Margaret Downey

On this date in 1950, secular activist Margaret Downey was born in Baton Rouge, La., where she lived until 1957. She was raised primarily by her mother, a Puerto Rican immigrant, after her father of Irish descent left the family when she was 3. She witnessed the racial prejudice inflicted on her mother and her half-sister, a person of color, who had come to live with them.

The family struggled financially and by age 10, Downey was sewing and cleaning houses to make money. By age 15, she had come to identify as an atheist. College was out of the question and she saw only marriage in her future. Pregnant at 17, she married and divorced a man of Mexican heritage by age 21. “My first marriage, to a Catholic man, dissolved when we disagreed on such questions as the baptism of our infant daughter,” Downey said. (“Parenting Beyond Belief: On Raising Ethical, Caring Kids Without Religion,” ed. Dale McGowan, 2007)

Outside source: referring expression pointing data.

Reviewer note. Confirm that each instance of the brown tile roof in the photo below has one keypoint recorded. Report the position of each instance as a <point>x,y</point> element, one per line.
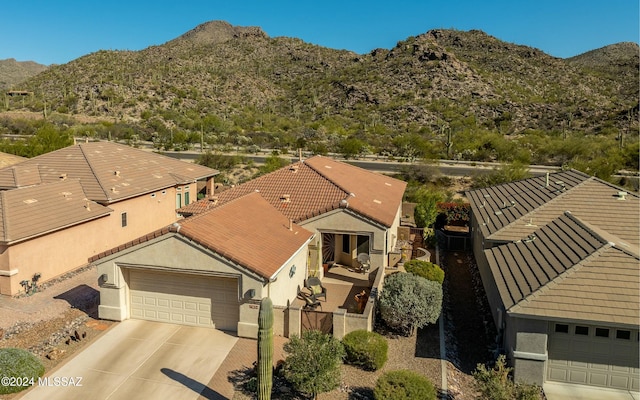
<point>246,230</point>
<point>568,271</point>
<point>107,171</point>
<point>9,159</point>
<point>249,231</point>
<point>497,206</point>
<point>373,195</point>
<point>305,189</point>
<point>36,210</point>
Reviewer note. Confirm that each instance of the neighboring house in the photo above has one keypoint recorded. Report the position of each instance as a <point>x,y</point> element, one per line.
<point>353,211</point>
<point>559,261</point>
<point>210,270</point>
<point>124,193</point>
<point>258,239</point>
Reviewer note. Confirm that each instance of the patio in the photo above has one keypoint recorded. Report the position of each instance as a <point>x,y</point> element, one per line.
<point>342,284</point>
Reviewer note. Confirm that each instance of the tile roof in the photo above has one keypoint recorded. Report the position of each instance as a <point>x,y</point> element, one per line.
<point>568,271</point>
<point>305,189</point>
<point>107,171</point>
<point>7,159</point>
<point>36,210</point>
<point>246,230</point>
<point>373,195</point>
<point>249,231</point>
<point>497,206</point>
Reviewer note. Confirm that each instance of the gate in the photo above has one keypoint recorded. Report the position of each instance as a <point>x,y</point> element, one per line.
<point>316,320</point>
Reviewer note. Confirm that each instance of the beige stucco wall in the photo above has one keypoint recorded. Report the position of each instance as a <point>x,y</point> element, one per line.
<point>345,221</point>
<point>174,253</point>
<point>62,251</point>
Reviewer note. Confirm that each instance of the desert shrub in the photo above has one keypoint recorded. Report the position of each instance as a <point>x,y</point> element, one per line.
<point>313,362</point>
<point>425,269</point>
<point>495,384</point>
<point>408,302</point>
<point>20,364</point>
<point>365,349</point>
<point>403,384</point>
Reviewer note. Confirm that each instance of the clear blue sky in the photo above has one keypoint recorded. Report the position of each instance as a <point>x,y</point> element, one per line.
<point>58,31</point>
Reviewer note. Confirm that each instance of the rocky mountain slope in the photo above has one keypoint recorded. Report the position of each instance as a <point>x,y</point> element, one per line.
<point>220,79</point>
<point>13,72</point>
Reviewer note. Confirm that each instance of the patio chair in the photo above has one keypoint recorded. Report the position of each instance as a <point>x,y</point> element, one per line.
<point>315,287</point>
<point>310,302</point>
<point>364,262</point>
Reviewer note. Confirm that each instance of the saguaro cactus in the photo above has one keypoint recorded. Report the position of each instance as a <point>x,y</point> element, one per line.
<point>265,349</point>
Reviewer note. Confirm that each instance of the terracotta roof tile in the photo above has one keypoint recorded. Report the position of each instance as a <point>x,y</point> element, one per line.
<point>107,171</point>
<point>306,189</point>
<point>249,231</point>
<point>35,210</point>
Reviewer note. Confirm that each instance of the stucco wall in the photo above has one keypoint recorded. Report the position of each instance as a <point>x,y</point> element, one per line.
<point>174,253</point>
<point>62,251</point>
<point>344,221</point>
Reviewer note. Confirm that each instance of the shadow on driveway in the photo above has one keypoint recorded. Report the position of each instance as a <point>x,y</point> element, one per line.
<point>194,385</point>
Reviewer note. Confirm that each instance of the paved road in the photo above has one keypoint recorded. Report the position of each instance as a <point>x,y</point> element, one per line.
<point>446,167</point>
<point>141,360</point>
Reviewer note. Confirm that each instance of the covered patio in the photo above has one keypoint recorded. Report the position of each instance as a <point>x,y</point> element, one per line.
<point>342,284</point>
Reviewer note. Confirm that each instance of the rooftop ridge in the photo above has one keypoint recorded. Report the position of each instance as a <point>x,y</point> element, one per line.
<point>539,208</point>
<point>560,277</point>
<point>317,171</point>
<point>93,172</point>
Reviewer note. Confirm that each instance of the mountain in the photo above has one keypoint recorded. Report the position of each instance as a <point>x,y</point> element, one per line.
<point>13,72</point>
<point>227,80</point>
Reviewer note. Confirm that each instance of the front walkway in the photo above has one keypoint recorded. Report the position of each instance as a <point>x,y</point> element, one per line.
<point>564,391</point>
<point>142,360</point>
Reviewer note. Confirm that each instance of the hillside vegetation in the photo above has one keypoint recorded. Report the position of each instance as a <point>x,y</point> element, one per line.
<point>442,94</point>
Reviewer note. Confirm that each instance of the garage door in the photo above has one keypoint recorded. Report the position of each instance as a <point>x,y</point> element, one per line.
<point>184,299</point>
<point>596,356</point>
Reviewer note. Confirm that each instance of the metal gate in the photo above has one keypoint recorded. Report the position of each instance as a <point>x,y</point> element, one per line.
<point>316,320</point>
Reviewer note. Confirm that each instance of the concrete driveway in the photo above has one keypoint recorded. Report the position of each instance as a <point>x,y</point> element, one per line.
<point>141,360</point>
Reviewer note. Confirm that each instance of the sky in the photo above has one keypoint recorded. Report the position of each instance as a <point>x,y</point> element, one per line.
<point>56,32</point>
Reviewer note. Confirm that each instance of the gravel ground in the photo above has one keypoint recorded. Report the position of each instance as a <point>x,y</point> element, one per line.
<point>45,321</point>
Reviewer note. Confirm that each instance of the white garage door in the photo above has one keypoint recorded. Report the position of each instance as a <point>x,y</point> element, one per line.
<point>596,356</point>
<point>184,299</point>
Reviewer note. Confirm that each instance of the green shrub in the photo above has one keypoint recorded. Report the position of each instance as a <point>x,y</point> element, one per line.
<point>408,302</point>
<point>313,362</point>
<point>20,364</point>
<point>495,384</point>
<point>425,270</point>
<point>403,385</point>
<point>365,349</point>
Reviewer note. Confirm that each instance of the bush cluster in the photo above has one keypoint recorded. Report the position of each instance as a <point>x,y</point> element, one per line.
<point>495,383</point>
<point>365,349</point>
<point>425,270</point>
<point>408,302</point>
<point>18,363</point>
<point>402,385</point>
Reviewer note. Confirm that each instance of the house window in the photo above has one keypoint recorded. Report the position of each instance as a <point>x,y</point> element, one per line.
<point>562,328</point>
<point>346,243</point>
<point>582,330</point>
<point>623,334</point>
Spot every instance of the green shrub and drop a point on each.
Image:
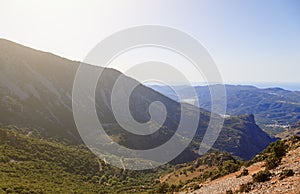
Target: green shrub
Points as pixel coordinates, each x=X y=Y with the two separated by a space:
x=272 y=162
x=286 y=173
x=245 y=172
x=262 y=176
x=245 y=188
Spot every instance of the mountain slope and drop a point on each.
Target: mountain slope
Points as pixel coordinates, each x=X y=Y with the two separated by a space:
x=36 y=89
x=32 y=165
x=274 y=108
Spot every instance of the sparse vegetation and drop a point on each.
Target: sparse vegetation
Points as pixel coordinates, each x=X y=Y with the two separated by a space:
x=262 y=176
x=286 y=173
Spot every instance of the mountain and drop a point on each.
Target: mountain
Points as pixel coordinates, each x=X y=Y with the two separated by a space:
x=274 y=108
x=218 y=172
x=29 y=164
x=36 y=93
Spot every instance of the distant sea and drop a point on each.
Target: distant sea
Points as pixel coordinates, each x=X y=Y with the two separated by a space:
x=286 y=86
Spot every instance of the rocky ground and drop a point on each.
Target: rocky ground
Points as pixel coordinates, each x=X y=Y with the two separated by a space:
x=275 y=185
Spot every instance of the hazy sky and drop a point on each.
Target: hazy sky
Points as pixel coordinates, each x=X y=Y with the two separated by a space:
x=251 y=40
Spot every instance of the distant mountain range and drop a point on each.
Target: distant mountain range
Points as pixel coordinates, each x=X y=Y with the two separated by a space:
x=36 y=93
x=274 y=108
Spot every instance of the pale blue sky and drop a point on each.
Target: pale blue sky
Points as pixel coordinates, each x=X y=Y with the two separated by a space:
x=250 y=41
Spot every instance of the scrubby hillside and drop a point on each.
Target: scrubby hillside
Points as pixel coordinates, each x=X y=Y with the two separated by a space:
x=32 y=165
x=276 y=170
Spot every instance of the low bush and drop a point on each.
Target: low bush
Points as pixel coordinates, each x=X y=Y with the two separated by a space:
x=286 y=173
x=262 y=176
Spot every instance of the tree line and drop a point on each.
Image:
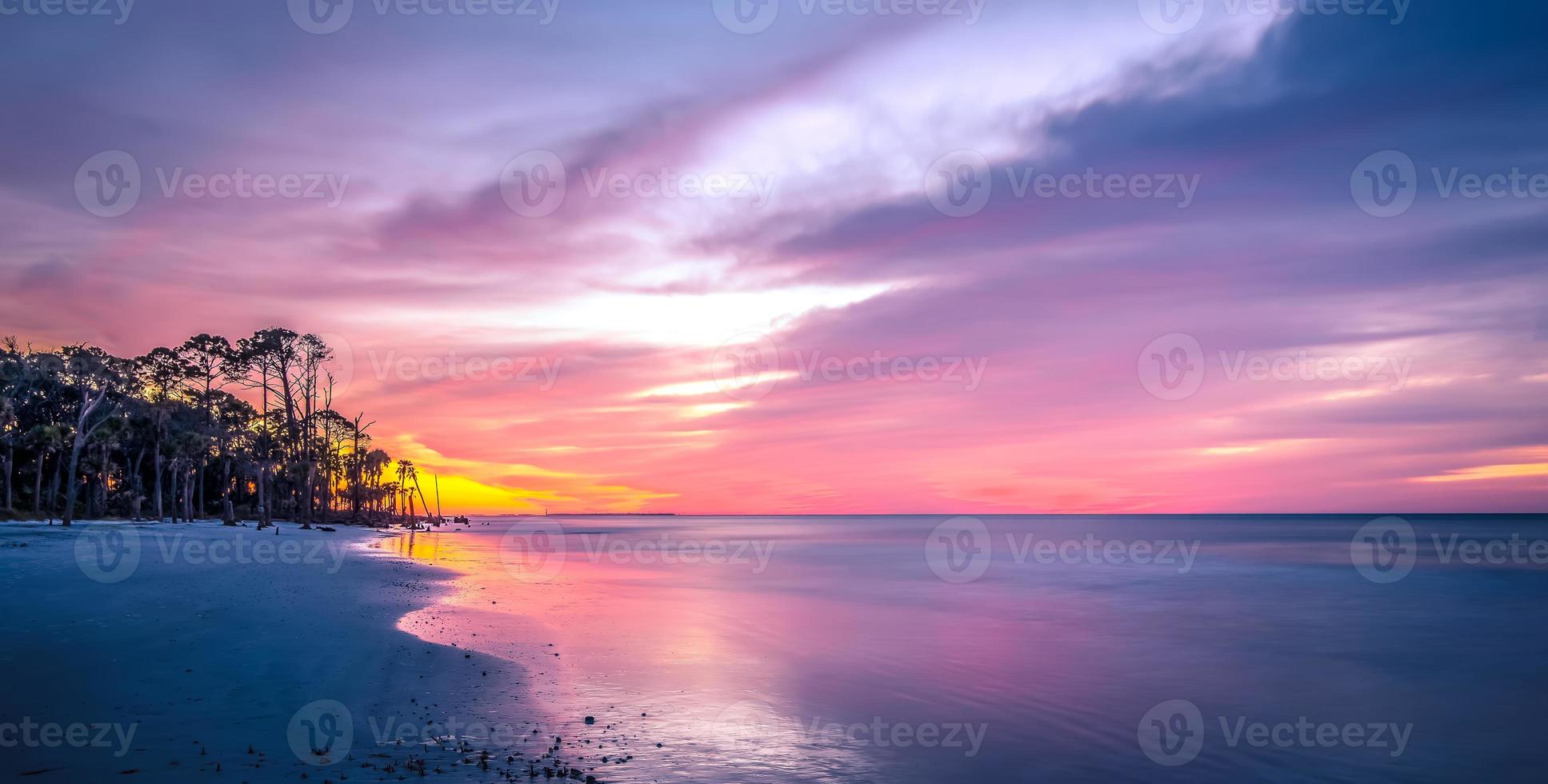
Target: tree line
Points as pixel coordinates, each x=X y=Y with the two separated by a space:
x=242 y=430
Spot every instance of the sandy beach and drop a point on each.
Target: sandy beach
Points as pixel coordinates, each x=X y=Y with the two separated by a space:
x=197 y=650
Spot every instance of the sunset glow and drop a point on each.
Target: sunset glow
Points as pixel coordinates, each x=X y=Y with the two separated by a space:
x=576 y=362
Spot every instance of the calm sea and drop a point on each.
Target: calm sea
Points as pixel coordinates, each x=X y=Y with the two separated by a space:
x=1016 y=648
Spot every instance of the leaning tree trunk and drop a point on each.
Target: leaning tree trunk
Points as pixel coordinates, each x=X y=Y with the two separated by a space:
x=70 y=490
x=228 y=516
x=311 y=494
x=263 y=496
x=162 y=514
x=53 y=486
x=38 y=486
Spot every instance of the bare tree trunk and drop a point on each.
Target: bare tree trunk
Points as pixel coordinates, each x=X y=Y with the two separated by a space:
x=53 y=486
x=38 y=484
x=311 y=494
x=228 y=516
x=263 y=496
x=174 y=471
x=162 y=514
x=70 y=490
x=137 y=489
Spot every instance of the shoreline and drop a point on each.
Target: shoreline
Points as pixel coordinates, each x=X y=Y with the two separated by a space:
x=220 y=650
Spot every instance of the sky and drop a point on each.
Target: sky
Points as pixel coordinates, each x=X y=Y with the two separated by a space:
x=801 y=256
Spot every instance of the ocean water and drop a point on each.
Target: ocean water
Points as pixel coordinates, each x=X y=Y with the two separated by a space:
x=1014 y=648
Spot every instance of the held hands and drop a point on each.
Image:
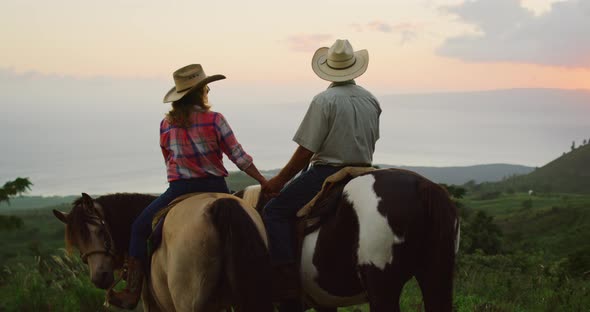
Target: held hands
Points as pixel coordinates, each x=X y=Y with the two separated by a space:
x=273 y=187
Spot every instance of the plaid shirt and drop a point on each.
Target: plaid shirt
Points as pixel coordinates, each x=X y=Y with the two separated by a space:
x=196 y=151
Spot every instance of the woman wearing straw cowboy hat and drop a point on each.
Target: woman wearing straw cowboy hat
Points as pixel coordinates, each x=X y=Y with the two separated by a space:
x=193 y=139
x=339 y=129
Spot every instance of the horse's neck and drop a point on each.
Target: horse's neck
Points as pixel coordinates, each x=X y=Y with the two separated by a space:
x=121 y=217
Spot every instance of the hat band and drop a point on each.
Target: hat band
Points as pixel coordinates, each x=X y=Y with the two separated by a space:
x=341 y=68
x=185 y=85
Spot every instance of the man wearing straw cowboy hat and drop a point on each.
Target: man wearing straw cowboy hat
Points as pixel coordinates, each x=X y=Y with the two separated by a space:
x=339 y=129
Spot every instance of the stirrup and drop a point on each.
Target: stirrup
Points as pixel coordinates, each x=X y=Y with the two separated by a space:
x=122 y=275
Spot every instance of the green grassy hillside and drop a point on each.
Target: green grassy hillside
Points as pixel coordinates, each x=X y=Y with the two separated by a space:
x=556 y=224
x=569 y=173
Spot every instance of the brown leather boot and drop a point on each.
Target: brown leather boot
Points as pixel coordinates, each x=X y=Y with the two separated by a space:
x=129 y=297
x=286 y=282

“I married again three years later, this time to someone who did not attend church or believe in God. He was kind, honest, reliable, and a terrific father. I was glad to have another child with Tom [Schottmiller] as my loving husband. Matthew was born when my daughter Holly was 9 years old.” (Ibid.) Matt went unbaptized. “Tom’s parents were not religious, and they never went to church. My mother and many others from my side of the family had given up their religious beliefs by then as well.”

Downey’s workplace efforts promoting equality for women (pay, promotional opportunities, fairness in dress codes) often landed her in trouble with employers. Due to her husband’s promotions that led to frequent moves, she stopped and started an interior design business five times.

She founded the Freethought Society of Greater Philadelphia in 1993, then continued her activism by starting the Anti-Discrimination Support Network to combat discrimination against the atheist community. In 1991 she filed a discrimination case against the Boy Scouts of America in Pennsylvania for rejecting her nonreligious son’s application after he’d been a New Jersey Scout previously. The Freethought Society under her leadership formed the Thomas Paine Foundation in 1994 to conduct programs promoting the ideals of Paine’s freethought philosophy. She was named the first president of the newly formed Thomas Paine Memorial Association in 2021.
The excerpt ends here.